La vie est compliquée. Et je suis un peu beaucoup trop fatiguée de la supporter en ce moment. Le bébé, la tumeur, le boulot, tante Christine… ça fait trop de choses à gérer pour moi. Heureusement que Ty est là. Je ne sais pas ce que je ferais sans lui.


Depuis que je lui ai dit pour la grossesse, il est aux petits soins avec moi. Petit-déjeuner gargantuesque chaque matin, séance câlins au réveil… à chaque fois qu’il le peut, il me dépose au boulot et vient me chercher. Chaque soir j'ai droit à un bon bain chaud et un massage des pieds. Sans le savoir, il fait plus que chouchouter sa copine enceinte, il atténue aussi le poids de sa maladie.


Trois mois sont passés depuis le jour où ces deux nouvelles aussi ahurissantes l’une que l’autre me sont tombées dessus, changeant du tout au tout, mes plans pour l’avenir. C’est vrai que vu mes antécédents médicaux, j’ai toujours su qu’il y avait de grands risques que j’ai un cancer ou une maladie de ce genre un jour mais c’est plus difficile à accepter aujourd’hui.


Parce que j’ai trouvé un boulot que j’aime, que la vie m’a donné un frère et une sœur et un homme parfait avec ses imperfections dont je suis éperdument amoureuse. Mais au-delà de tout cela, j’ai un petit être qui grandit en moi et pour lequel mon cœur déborde d’amour.

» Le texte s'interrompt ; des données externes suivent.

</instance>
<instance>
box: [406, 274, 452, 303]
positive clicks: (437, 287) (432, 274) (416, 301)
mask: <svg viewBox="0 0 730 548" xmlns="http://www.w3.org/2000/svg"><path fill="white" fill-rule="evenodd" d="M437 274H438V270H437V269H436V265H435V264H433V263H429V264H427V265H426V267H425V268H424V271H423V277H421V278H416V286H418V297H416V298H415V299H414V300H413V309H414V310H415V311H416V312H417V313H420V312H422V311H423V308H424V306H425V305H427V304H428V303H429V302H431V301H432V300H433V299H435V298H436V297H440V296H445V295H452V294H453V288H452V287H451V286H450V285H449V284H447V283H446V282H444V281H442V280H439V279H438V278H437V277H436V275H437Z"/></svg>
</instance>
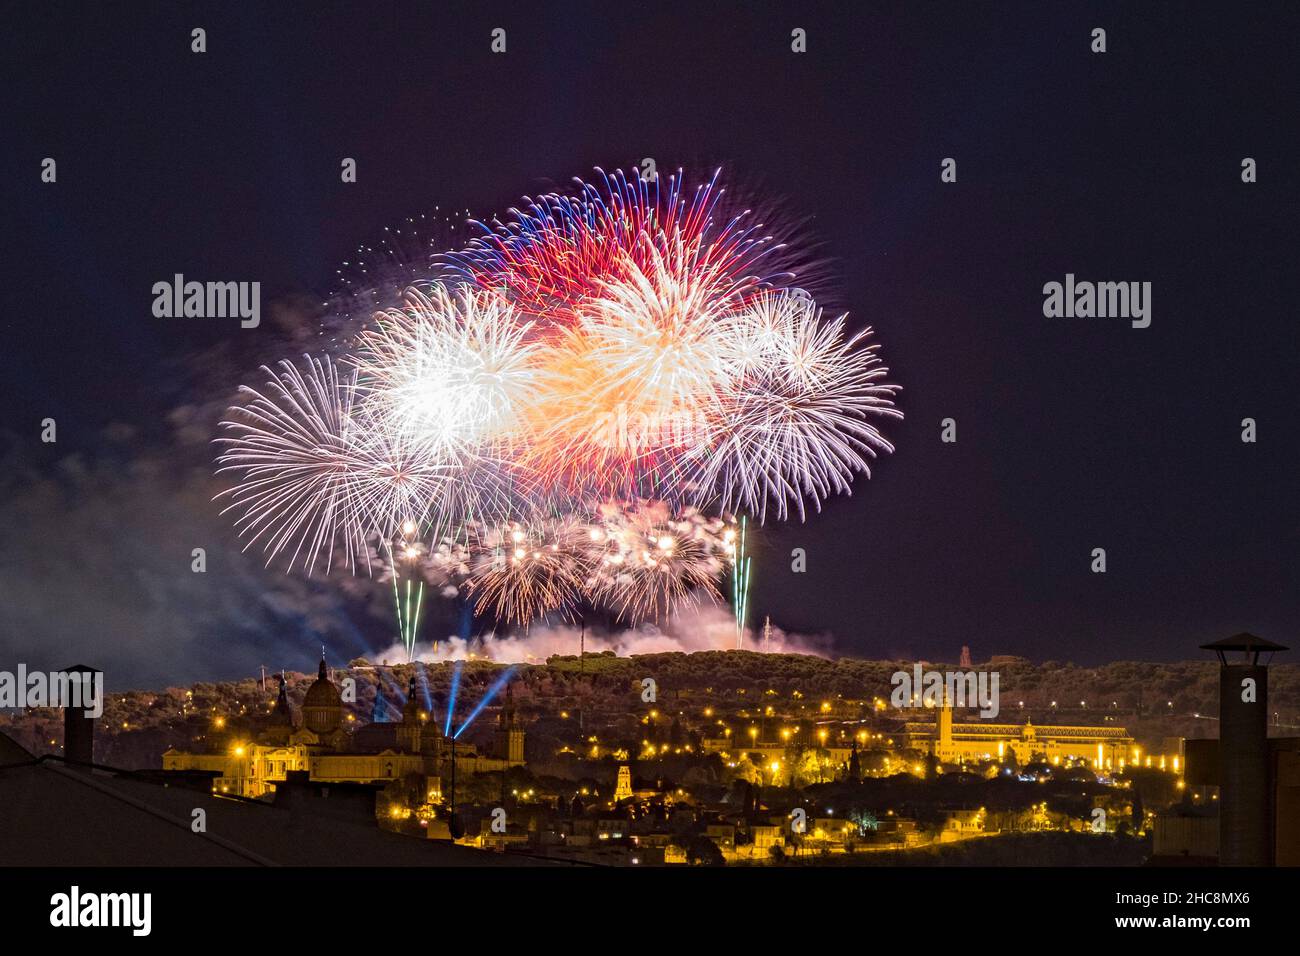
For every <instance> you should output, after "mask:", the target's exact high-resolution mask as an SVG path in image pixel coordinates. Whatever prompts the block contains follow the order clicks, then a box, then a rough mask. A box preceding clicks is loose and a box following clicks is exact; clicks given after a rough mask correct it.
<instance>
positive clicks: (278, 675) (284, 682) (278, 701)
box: [270, 674, 292, 723]
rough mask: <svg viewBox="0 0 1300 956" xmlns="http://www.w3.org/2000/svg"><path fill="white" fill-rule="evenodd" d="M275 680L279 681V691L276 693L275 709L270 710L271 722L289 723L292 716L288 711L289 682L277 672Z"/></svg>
mask: <svg viewBox="0 0 1300 956" xmlns="http://www.w3.org/2000/svg"><path fill="white" fill-rule="evenodd" d="M276 680H278V682H279V692H278V693H277V695H276V709H274V710H273V711H272V715H270V722H272V723H291V722H292V717H291V715H290V711H289V682H287V680H285V675H283V674H277V675H276Z"/></svg>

Je réfléchis toujours et encore à quand annoncer la nouvelle à Ty et à comment lui dire. Même si pour le moment, je choisis de me taire, je sais qu’il faudra bien que je le lui dise un jour, à lui et aux autres. Mais pas maintenant. Peut-être quand j’aurai accouché.


Aujourd’hui, j’ai une échographie à faire avec Dakota. Je suis avec elle dans la salle de consultation en train de parler bébé en attendant monsieur Bradford.

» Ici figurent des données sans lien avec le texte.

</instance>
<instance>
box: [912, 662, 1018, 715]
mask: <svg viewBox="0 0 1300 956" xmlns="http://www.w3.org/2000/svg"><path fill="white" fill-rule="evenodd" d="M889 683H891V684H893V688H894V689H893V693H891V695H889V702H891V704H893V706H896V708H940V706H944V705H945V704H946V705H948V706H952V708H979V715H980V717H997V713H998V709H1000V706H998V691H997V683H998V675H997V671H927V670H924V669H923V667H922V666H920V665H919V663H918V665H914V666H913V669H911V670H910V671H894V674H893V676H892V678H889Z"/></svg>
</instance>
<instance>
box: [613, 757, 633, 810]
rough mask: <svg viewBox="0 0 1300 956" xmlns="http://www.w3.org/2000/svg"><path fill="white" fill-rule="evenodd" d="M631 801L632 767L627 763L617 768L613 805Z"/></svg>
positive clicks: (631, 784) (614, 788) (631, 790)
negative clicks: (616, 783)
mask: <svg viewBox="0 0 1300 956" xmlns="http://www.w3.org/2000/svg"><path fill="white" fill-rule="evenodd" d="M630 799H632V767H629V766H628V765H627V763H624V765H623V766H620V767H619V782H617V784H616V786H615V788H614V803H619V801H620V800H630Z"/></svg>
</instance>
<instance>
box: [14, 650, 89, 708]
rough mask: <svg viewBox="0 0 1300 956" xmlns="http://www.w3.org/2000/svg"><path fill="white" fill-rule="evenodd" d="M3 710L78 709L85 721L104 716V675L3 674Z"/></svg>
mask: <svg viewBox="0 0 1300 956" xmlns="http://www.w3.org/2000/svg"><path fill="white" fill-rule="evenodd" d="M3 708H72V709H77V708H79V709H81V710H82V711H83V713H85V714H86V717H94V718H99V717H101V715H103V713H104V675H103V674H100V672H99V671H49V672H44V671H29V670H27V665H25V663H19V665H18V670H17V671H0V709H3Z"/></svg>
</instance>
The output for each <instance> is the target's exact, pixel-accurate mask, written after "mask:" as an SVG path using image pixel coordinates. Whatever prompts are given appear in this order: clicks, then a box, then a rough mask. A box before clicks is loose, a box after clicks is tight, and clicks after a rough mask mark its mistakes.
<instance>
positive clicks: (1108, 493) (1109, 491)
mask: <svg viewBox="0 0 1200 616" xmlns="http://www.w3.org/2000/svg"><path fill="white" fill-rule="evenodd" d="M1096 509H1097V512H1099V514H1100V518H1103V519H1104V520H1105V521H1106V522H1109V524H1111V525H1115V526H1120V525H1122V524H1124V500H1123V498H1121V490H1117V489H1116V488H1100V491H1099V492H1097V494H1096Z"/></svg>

A elle, j’ai dû dire que j’étais malade afin qu’elle ait toutes les informations nécessaires pour suivre correctement ma grossesse. Alors nous discutons de ce qu’elle ne peut me dire devant Ty avant qu’il n’arrive. Si tout se passe bien, on pourra connaître le sexe du bébé alors je suis pressée que la consultation commence.

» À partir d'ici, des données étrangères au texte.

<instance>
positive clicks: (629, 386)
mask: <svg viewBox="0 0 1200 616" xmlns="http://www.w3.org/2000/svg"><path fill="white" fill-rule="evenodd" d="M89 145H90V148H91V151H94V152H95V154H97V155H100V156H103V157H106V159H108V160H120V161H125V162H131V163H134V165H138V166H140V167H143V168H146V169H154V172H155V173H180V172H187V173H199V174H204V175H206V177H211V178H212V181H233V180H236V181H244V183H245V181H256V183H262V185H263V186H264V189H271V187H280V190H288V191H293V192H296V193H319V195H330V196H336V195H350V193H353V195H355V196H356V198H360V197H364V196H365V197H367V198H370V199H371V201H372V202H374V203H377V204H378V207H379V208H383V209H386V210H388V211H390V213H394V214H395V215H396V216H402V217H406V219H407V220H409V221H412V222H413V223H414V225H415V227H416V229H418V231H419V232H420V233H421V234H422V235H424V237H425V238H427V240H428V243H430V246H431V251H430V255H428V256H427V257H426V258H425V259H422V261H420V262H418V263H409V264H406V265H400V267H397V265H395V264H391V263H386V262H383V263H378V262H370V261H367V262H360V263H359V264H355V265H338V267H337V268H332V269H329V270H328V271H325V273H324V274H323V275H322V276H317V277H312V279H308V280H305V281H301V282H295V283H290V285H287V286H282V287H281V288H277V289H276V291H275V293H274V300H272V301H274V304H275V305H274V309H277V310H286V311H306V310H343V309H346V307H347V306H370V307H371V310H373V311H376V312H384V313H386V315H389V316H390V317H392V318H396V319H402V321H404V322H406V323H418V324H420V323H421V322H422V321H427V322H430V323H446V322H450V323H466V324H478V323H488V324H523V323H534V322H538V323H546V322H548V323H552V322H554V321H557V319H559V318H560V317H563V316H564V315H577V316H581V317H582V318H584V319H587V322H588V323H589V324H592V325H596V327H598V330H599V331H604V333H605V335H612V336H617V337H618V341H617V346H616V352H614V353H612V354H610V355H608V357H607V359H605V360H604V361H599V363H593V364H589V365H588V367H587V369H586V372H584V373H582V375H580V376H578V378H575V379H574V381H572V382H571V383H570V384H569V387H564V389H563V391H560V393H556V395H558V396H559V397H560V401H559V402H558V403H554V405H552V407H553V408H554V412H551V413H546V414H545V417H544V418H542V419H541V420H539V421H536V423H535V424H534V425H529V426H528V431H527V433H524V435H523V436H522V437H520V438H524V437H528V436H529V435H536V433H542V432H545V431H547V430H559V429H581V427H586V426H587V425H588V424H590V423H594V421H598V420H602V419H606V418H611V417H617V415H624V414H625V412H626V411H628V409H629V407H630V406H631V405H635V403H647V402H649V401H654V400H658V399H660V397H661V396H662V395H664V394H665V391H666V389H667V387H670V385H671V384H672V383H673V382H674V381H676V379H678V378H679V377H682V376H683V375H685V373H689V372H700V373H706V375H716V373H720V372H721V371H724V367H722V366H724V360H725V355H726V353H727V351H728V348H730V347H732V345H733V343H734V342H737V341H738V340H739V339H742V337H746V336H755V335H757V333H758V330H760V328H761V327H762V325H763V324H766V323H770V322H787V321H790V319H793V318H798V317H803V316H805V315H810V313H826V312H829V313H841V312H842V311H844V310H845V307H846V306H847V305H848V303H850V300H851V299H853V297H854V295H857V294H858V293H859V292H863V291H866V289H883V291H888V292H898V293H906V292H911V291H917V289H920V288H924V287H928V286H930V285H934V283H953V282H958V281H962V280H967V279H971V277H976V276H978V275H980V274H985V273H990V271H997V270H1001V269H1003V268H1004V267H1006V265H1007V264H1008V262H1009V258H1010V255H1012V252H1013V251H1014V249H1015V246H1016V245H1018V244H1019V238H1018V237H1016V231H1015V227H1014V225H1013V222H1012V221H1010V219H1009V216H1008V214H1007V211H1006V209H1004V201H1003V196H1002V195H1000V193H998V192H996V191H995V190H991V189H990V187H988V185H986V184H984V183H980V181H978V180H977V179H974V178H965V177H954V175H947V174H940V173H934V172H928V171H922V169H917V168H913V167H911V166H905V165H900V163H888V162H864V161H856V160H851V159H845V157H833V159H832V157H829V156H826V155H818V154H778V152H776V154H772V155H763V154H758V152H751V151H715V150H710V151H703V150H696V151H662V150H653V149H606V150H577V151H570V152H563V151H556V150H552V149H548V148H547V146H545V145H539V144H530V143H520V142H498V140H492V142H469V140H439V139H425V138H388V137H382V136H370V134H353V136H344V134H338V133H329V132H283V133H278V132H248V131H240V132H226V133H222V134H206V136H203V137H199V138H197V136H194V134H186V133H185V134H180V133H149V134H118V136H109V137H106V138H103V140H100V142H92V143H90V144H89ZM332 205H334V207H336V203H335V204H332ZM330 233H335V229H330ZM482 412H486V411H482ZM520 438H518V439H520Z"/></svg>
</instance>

Il arrive pile à l’heure que je lui ai donnée ce matin avant de partir pour le boulot.


Lui : Salut Dakota !


Dakota : Salut Ty


Lui : (En m’embrassant) Hey babe


Moi : Coucou chéri, ça va ?


Lui : Super fatigué mais ça va. (Touchant mon ventre de cinq mois) Et vous ?


Moi : (En souriant) On va bien. J’ai hâte de savoir !


Lui : Moi aussi !


Dakota : Alors, vous êtes prêts ?


Nous : Prêts


Je prends la main de Ty et lui demande comment s’est passée sa journée pendant que Dakota met tout en place. Quand elle finit, elle étale le gel sur mon ventre et je tressaille tellement c’est froid.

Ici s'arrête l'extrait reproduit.